Yıl 1989…
Hürriyet Gazetesi’ndeki odamda çalışırken sekreterim Sosyal
Hizmetler ve Çocuk Esirgeme Kurumu Genel Müdürü Melih
Gökçek’in aradığını “Kurumun yuva ve yurtlarıyla
ilgili önemli bir konuyu benimle paylaşmak istediğini”
söylüyor.
Gökçek’le o güne kadar tanışmamış olmama rağmen, kimsesiz ve
korunmaya muhtaç çocukların barındığı Çocuk
Esirgeme Kurumu’ndaki sorunlar, TRT’de çalışmaya başladığım
1970
yılından bu yana ilgilendiğim konuların başında geliyor.

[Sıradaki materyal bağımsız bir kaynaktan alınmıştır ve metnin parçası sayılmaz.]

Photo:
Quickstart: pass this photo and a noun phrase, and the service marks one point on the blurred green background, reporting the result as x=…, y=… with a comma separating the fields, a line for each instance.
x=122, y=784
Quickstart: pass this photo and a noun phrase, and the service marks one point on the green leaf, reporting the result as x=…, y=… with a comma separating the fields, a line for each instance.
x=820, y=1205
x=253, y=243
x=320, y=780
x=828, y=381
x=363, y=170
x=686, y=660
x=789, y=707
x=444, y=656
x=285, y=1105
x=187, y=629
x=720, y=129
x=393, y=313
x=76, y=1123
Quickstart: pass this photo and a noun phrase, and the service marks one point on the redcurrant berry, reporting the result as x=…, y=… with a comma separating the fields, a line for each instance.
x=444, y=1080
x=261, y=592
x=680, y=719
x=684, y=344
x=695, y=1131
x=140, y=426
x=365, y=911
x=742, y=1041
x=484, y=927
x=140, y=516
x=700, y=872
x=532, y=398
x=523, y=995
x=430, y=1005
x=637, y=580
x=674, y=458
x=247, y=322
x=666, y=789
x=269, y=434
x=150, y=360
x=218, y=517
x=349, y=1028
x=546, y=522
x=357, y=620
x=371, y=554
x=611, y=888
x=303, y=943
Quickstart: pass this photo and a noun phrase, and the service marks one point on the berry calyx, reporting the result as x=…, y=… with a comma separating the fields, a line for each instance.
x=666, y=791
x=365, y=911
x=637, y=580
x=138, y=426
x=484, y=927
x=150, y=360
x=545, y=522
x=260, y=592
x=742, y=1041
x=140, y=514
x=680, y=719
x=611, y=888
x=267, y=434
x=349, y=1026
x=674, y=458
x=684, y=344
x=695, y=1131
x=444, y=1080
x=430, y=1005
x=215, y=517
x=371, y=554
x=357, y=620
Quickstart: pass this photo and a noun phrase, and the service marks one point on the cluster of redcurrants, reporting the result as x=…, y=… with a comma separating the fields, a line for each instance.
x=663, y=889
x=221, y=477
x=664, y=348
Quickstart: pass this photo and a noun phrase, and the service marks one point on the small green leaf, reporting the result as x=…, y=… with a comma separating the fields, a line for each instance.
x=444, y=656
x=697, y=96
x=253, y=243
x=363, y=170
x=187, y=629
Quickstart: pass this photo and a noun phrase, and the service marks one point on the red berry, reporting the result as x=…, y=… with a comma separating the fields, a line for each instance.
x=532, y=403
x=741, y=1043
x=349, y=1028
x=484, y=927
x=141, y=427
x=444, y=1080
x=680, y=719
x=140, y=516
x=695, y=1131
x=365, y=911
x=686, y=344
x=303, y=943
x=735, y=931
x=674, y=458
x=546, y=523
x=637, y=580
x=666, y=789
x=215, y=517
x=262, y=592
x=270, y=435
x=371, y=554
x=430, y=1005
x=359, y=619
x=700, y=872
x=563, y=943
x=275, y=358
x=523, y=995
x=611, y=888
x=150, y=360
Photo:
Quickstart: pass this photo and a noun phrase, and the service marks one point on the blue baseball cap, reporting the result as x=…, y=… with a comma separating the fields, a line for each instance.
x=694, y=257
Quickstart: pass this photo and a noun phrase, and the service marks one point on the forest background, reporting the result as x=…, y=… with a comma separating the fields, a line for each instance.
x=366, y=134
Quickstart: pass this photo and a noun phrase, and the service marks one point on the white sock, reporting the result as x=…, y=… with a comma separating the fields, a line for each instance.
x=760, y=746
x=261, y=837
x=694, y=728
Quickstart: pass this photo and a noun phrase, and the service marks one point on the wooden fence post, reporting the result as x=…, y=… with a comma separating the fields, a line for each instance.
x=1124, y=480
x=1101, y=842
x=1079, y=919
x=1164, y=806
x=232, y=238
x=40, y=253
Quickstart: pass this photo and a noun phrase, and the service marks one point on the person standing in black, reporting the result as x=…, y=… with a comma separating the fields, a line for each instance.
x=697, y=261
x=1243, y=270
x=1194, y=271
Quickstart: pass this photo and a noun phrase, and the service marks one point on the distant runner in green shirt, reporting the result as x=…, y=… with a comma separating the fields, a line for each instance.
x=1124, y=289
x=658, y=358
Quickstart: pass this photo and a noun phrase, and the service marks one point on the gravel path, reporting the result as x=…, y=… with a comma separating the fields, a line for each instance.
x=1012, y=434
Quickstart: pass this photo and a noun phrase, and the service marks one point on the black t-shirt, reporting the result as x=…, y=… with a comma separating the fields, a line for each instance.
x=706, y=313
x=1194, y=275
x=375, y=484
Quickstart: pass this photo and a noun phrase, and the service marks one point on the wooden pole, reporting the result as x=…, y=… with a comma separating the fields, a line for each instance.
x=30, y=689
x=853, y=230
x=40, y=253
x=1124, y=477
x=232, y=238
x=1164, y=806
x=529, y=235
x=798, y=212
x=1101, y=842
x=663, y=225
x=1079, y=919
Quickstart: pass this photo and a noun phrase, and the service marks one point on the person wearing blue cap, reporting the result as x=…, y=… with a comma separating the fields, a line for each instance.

Israrla yaptığım haberlerden sonra, yuva ve yurtlardaki
fiziksel koşulların düzelmiş, hatta bazılarının 5 yıldızlı otel
konforuna kavuşmuş olmalarına rağmen, kötü muamele, şiddet, hatta
cinsel istismar gibi utanç verici durumların yer yer devam ediyor
olmasına çok üzülüyorum.
O nedenle randevu isteyen Melih Gökçek’i İstanbul’a davet
ediyorum.
* * *
Belirlediğimiz gün ve saatte Cağaloğlu’ndaki gazete binasına
geliyor.
Uzun uzun gazeteciliğime ve cesaretime duyduğu saygıyı belirttikten
sonra “Sayın Dündar, sizi aramamın asıl nedeni, düzelmesi
için büyük emekler verdiğiniz Çocuk Esirgeme Kurumu’nun içyüzünü,
yıllardır kuruma çöreklenmiş aynı siyasi görüşe sahip bir kadronun
yolsuzluklarını ve çocuklara yaşatılan travmaları hiç gizlemeden
anlatarak, yapacağım radikal değişime desteğinizi almak”
diyor.
Belgelediğini söylediği iddialarını dinledikçe tüylerim
ürperiyor.
İddia ettiği tüm çarpıklıkları yerinde görüntüleme koşuluyla
ilgileneceğimi söylüyorum.
Nitekim birkaç gün sonra çekim ekibiyle Ankara’ya uçuyoruz. Genel
Müdür Gökçek’le yuva ve yurtları geziyor, çarpıcı röportajlar
yapıyor, itirafları dinliyorum.
Kurumun içler acısı halini yansıtan televizyon programı ve
Hürriyet’te yer alan haber büyük yankı yaratıyor.